Nesse sentido, a partir do reconhecimento da existência de uma sociedade de estados ou uma sociedade internacional, é possível identificar inúmeros padrões de comportamento, de consensos e práticas comuns na história das Relações Internacionais. Sendo que essas regulamentações irão prever uma espécie de “ordem” no cenário internacional (MENDONCA, 2012). Destaca-se que, na sociedade internacional não se reconhece uma hierarquia, tampouco um centro de autoridade, considerando a existência do fenômeno da anarquia (SOUZA, 1999).
Por essas razões, existe a necessidade de mecanismos, por meio de instituições, para a manutenção dessa sociedade internacional. Dada a amplitude do conceito de instituição, o presente estudo pretende analisá-la em um sentido estrito. Isso porque, a partir do final do século XIX e início do século XX, as organizações internacionais passam a ganhar ênfase, sendo muitas vezes institucionalizadas como mecanismos complexos de participação e atuação na resolução de conflitos.
Isso significa dizer que os Estados têm participado de um longo processo de aproximação mútua por meio dessas organizações internacionais. Acerca disso, o autor Wagner Menezes esclarece a concepção doutrinária da construção de uma “aldeia global”, a qual possui uma agenda transnacional arquitetada por organismos globais. Essa aldeia global no cenário internacional passa a discutir questões relacionadas ao patrimônio comum da humanidade (MENEZES, 2005).
Destarte, é imprescindível mencionar o papel fundamental que estes organismos internacionais possuem, tendo em vista que é através deles que se estabelecem padrões e dinâmicas de combate à crise global advinda do Sars-CoV-2. A título exemplificativo, a Organização Mundial da Saúde (OMS) vem se manifestando e indicando parâmetros no combate ao vírus, a ser seguido pelos Estados.

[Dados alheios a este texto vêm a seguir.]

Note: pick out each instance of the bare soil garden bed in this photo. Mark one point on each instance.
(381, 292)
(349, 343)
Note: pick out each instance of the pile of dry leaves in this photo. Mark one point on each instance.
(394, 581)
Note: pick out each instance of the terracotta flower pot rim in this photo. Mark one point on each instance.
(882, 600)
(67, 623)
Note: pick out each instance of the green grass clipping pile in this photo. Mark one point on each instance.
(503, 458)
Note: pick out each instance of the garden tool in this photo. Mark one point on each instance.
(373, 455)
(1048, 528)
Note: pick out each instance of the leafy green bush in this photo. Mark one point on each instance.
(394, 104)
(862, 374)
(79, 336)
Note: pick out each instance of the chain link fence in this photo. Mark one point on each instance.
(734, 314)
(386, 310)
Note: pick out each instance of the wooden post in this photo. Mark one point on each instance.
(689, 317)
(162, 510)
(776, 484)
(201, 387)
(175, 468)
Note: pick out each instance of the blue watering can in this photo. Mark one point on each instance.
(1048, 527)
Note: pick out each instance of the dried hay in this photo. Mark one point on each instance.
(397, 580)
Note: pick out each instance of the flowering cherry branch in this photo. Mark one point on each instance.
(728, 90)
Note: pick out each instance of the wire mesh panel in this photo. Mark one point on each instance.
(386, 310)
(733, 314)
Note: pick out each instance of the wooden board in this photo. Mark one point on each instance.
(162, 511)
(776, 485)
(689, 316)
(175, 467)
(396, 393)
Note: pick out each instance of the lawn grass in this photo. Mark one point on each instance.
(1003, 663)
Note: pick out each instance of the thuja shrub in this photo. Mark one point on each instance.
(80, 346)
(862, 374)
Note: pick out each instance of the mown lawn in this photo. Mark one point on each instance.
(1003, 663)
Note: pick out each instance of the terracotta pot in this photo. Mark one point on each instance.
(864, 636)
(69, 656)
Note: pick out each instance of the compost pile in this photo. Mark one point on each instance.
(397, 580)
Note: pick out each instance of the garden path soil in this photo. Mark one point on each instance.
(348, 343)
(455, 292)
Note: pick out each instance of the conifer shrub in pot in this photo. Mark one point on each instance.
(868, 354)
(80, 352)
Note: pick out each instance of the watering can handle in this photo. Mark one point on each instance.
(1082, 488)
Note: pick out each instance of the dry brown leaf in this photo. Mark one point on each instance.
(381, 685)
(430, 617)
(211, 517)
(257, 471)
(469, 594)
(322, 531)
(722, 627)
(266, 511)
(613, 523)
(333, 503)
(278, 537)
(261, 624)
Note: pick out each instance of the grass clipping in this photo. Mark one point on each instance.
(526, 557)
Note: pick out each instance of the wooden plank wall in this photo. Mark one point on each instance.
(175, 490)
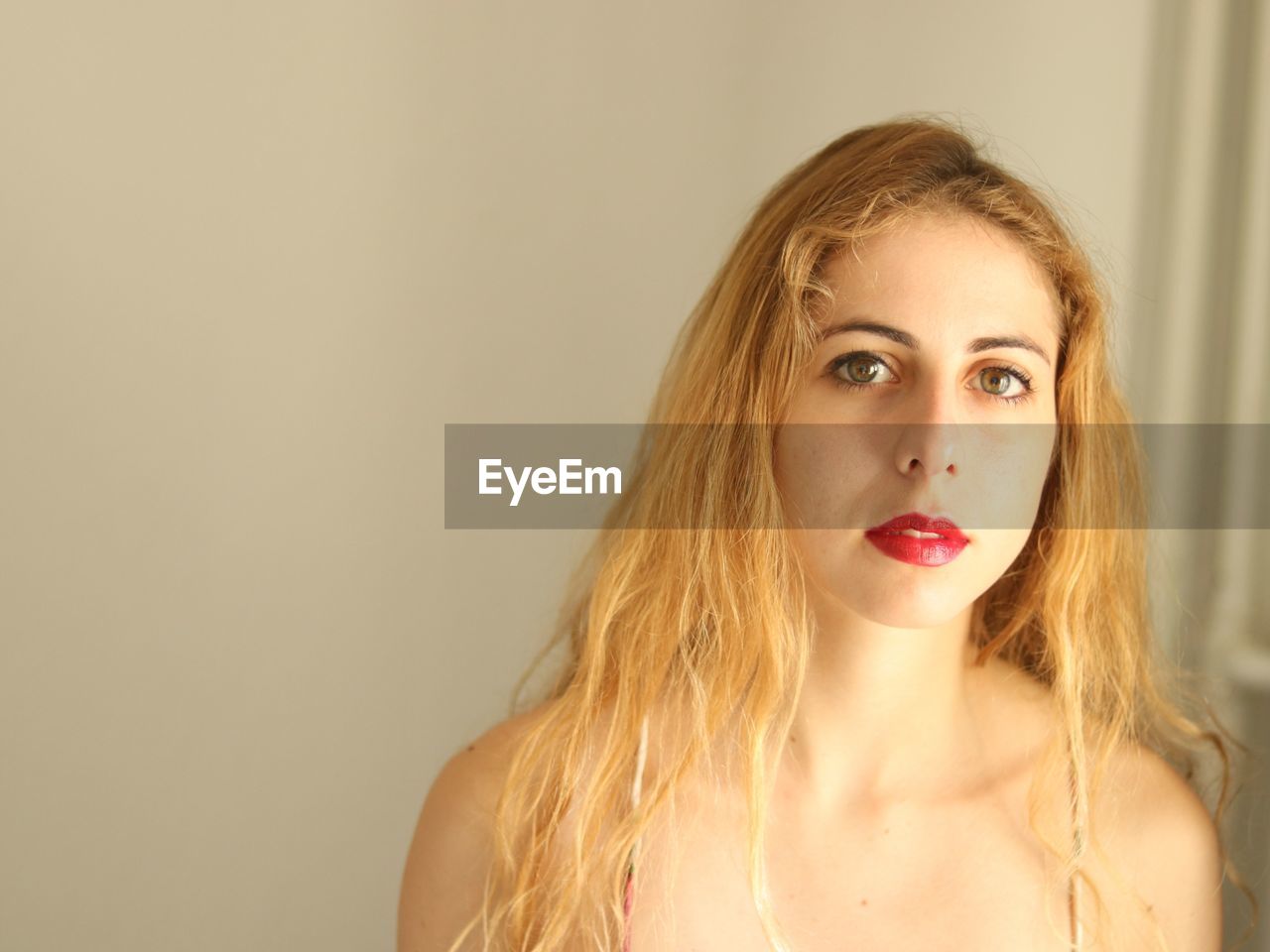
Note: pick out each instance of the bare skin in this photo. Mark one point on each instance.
(899, 817)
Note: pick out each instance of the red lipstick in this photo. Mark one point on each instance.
(943, 540)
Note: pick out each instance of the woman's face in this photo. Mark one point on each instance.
(937, 367)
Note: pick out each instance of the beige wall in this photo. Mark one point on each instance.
(254, 257)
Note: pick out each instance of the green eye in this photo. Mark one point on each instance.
(862, 370)
(994, 381)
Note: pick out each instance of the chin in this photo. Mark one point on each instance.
(896, 613)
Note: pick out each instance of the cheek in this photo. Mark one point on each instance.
(826, 474)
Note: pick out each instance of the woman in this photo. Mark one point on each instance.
(880, 684)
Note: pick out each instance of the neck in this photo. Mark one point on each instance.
(884, 714)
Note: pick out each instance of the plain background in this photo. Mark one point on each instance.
(253, 257)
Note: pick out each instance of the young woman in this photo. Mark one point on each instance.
(861, 658)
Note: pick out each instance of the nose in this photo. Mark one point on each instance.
(931, 442)
(928, 447)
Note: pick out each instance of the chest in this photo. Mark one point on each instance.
(955, 878)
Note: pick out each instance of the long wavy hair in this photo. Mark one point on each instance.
(708, 615)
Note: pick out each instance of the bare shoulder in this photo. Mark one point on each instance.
(1156, 832)
(451, 851)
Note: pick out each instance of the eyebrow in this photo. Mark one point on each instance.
(1020, 341)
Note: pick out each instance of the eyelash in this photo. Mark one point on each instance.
(1016, 372)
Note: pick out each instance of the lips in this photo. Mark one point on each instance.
(919, 539)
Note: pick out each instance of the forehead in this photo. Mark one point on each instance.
(944, 277)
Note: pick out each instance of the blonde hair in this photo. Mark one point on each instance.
(714, 620)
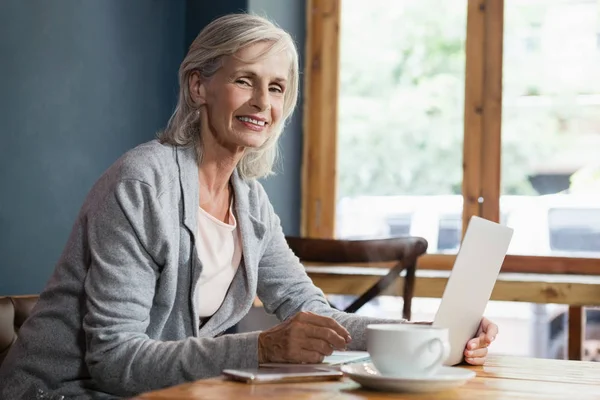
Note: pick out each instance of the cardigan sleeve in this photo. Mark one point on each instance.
(285, 288)
(126, 250)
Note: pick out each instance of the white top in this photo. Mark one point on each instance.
(220, 253)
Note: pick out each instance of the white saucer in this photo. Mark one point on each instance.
(446, 378)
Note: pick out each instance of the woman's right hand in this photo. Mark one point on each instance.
(304, 338)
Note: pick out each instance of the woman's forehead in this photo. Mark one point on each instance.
(260, 59)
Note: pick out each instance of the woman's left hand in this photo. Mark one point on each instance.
(477, 348)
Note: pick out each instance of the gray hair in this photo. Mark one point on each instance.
(224, 37)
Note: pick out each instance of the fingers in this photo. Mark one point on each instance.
(490, 329)
(325, 322)
(304, 338)
(477, 342)
(477, 353)
(475, 361)
(325, 335)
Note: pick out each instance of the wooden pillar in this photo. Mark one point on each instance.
(576, 332)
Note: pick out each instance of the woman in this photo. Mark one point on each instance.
(177, 238)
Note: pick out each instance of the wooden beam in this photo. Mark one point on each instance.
(321, 88)
(576, 332)
(473, 111)
(512, 263)
(530, 288)
(491, 143)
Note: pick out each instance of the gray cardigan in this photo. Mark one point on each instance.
(118, 316)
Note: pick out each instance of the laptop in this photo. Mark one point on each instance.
(471, 282)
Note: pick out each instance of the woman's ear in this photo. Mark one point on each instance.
(197, 87)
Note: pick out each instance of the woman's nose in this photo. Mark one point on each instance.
(260, 99)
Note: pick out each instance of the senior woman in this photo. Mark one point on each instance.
(177, 238)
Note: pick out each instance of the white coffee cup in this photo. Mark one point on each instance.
(404, 350)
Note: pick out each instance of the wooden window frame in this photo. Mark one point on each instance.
(482, 132)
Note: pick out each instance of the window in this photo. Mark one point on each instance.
(426, 118)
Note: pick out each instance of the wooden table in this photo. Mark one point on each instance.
(502, 377)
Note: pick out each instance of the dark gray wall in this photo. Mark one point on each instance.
(81, 82)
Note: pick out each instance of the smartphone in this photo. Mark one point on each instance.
(282, 375)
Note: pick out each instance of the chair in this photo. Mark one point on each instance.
(14, 310)
(403, 250)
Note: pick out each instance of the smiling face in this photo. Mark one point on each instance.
(243, 101)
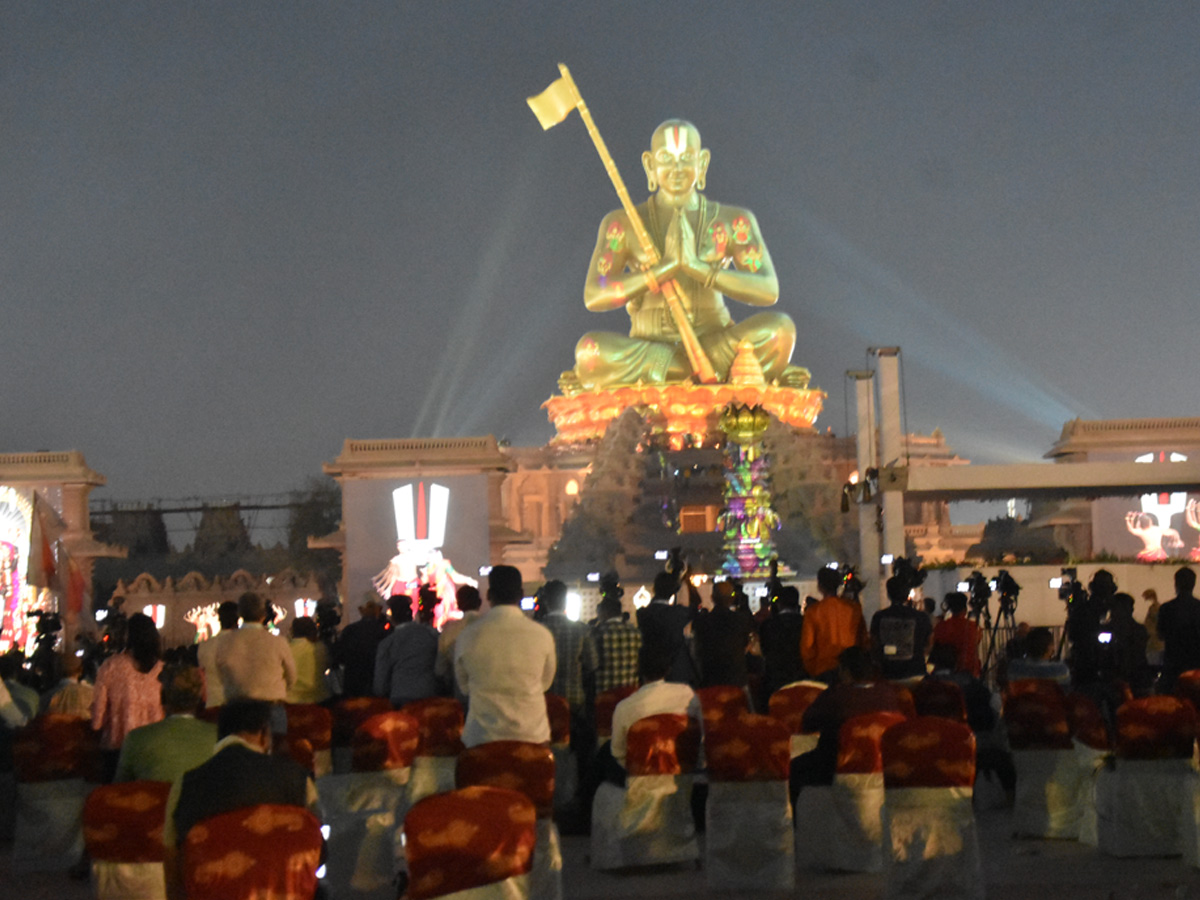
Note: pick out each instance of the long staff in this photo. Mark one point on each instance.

Da mesma maneira, pretende-se analisar a criação dos organismos internacionais e como estes preveem soluções concretas ao combate de conflitos e crises globais em consonância com os Estados-partes. Ainda que tais medidas, por vezes, não tenham caráter vinculante, elas servem como garantia da vida humana e supervisão do cumprimento das demais obrigações assumidas mediante ratificação de instrumentos internacionais.
A Sociedade Internacional e os Organismos Internacionais
Como visto, os organismos internacionais fazem parte das instituições que objetivam a manutenção da ordem da sociedade internacional. Esses organismos internacionais surgem, essencialmente, após o fim da Segunda Guerra Mundial, com a criação da Organização das Nações Unidas (ONU), estabelecendo-se como um foro de diálogo permanente para as nações (MENEZES, 2005).
Destaca-se que a ONU possui uma antecessora¹, denominada Sociedade das Nações, ou Liga das Nações, que se caracterizou por ser uma organização idealizada em 1914, em Versalhes, onde as potências vencedoras da Primeira Guerra Mundial se reuniram para negociar um acordo de paz. Contudo, como já mencionado, com a Segunda Guerra Mundial, os acordos não obtiveram sucesso, então, a Sociedade foi dissolvida. Posteriormente, passou suas responsabilidades à recém-criada ONU.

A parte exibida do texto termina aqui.